Anatomy of a basic SparkR recipe¶
Note
This only covers the SparkR native API. See the next section for the sparklyr API.
The SparkR API is very different between Spark 1.X and Spark 2.X - DSS automatically loads the proper code sample for your Spark version. To cover this, DSS provides two packages: dataiku.spark
(for Spark 1.X) and dataiku.spark2
(for Spark 2.X)
Spark 1.X¶
First of all, you will need to load the Dataiku API and Spark APIs, and create the Spark and SQL contexts
library(SparkR)
library(dataiku)
library(dataiku.spark)
# Create the Spark context
sc <- sparkR.init()
sqlContext <- sparkRSQL.init(sc)
You will then need to obtain DataFrames for your input datasets
df <- dkuSparkReadDataset(sqlContext, "input_dataset_name")
These return a SparkSQL DataFrame. You can then apply your transformations to the DataFrame.
Finally you can save the transformed DataFrame into the output dataset. By default this method overwrites the dataset schema with that of the DataFrame:
dkuSparkWriteDataset(df, "output_dataset_name")
If you run your recipe on partitioned datasets, the above code will automatically load/save the partitions specified in the recipe parameters.
Spark 2.X¶
First of all, you will need to load the Dataiku API and Spark APIs, and create the Spark session
library(SparkR)
library(dataiku)
library(dataiku.spark2)
sc <- sparkR.session()
You will then need to obtain DataFrames for your input datasets
df <- dkuSparkReadDataset("input_dataset_name")

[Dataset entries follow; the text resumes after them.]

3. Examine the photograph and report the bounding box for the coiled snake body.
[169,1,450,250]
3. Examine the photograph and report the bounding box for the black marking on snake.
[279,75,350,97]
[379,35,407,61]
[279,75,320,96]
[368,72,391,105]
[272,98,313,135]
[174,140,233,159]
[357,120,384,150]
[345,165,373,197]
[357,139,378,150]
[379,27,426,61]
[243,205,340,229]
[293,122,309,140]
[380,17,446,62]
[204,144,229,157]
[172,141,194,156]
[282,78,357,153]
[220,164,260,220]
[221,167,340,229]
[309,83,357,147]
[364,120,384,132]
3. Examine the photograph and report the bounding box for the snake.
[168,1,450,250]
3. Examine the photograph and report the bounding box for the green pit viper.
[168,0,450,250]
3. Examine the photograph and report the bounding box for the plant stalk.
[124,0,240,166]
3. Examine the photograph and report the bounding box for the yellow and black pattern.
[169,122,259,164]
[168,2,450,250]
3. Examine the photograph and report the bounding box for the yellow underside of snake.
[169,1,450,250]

These return a SparkSQL DataFrame. You can then apply your transformations to the DataFrame.
Finally you can save the transformed DataFrame into the output dataset. By default this method overwrites the dataset schema with that of the DataFrame:
dkuSparkWriteDataset(df, "output_dataset_name")

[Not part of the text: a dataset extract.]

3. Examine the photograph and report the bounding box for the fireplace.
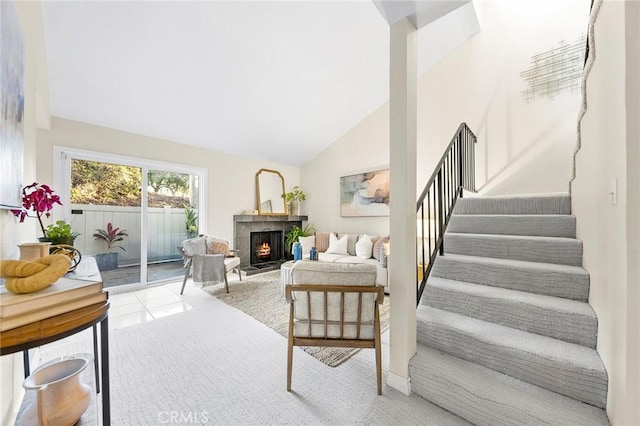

If you run your recipe on partitioned datasets, the above code will automatically load/save the partitions specified in the recipe parameters.
Anatomy of a basic Sparklyr recipe¶
Note
This only covers the Sparklyr API. See the previous section for the native SparkR API.

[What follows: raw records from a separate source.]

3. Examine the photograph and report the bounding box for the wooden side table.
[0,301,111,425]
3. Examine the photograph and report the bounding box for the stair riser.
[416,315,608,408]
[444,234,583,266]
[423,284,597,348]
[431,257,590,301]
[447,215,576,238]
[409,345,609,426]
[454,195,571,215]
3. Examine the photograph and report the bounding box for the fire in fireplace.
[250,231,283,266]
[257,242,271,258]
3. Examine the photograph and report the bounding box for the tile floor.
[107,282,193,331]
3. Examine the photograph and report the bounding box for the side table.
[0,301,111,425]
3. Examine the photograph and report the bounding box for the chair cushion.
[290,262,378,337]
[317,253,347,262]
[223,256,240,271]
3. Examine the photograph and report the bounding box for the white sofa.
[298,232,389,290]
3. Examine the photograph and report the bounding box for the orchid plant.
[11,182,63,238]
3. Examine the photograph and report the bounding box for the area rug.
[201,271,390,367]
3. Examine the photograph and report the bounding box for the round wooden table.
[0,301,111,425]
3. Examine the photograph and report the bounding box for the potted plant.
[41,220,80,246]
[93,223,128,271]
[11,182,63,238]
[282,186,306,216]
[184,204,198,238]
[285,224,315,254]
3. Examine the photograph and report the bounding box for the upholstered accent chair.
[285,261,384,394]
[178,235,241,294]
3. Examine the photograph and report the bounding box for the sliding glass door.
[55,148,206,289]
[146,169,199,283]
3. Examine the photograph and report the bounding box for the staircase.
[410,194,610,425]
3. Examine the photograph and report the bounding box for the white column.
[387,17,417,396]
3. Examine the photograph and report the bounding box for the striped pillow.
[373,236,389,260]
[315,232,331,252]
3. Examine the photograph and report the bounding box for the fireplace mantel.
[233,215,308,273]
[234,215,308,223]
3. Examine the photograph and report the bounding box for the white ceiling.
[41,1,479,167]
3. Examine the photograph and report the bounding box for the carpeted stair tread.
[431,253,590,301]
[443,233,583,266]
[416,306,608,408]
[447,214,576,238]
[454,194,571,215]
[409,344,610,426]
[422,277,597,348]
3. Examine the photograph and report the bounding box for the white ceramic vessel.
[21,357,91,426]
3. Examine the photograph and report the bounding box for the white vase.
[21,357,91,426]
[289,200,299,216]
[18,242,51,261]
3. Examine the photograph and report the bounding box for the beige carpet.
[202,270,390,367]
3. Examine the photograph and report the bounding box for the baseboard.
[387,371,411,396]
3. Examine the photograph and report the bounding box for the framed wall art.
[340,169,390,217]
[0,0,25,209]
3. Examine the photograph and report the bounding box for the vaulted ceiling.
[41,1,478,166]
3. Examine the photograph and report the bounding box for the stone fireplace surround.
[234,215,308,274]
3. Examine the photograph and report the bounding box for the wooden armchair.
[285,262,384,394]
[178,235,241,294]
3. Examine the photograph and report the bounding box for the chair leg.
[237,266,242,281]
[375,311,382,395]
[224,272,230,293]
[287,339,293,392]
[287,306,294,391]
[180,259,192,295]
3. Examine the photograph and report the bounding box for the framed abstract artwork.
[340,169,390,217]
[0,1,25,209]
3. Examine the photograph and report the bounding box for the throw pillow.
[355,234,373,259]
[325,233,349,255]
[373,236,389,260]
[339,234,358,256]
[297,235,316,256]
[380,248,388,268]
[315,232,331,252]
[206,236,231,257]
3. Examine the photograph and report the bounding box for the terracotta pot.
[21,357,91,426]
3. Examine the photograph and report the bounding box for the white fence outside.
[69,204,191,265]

First of all, you will need to load the Dataiku API and sparklyr APIs, and create the sparklyr connection.
library(sparklyr)
library(dplyr)
library(dataiku.sparklyr)
sc <- dku_spark_connect()
Warning
Unlike other Spark APIs, the sparklyr requires an explicit “spark.master” configuration parameter. It cannot inherit “spark.master” from the default spark environment.
You will need either to:
- Have a “spark.master” in your Spark configuration
- Pass
additional_config = list("spark.master" = "your-master-declaration")
to thedku_spark_connect
function
You will then need to obtain DataFrames for your input datasets
df <- spark_read_dku_dataset(sc, "input_dataset_name", "input_dataset_table_name")
Since sparklyr is based on dplyr, it mostly deals with SQL and requires a temporary table name for the dataset.
This returns a sparkly DataFrame, compatible with the dplyr APIs. You can then apply your transformations to the DataFrame.
Finally you can save the transformed DataFrame into the output dataset. By default this method overwrites the dataset schema with that of the DataFrame:
spark_write_dku_dataset(df, "output_dataset_name")
If you run your recipe on partitioned datasets, the above code will automatically load/save the partitions specified in the recipe parameters.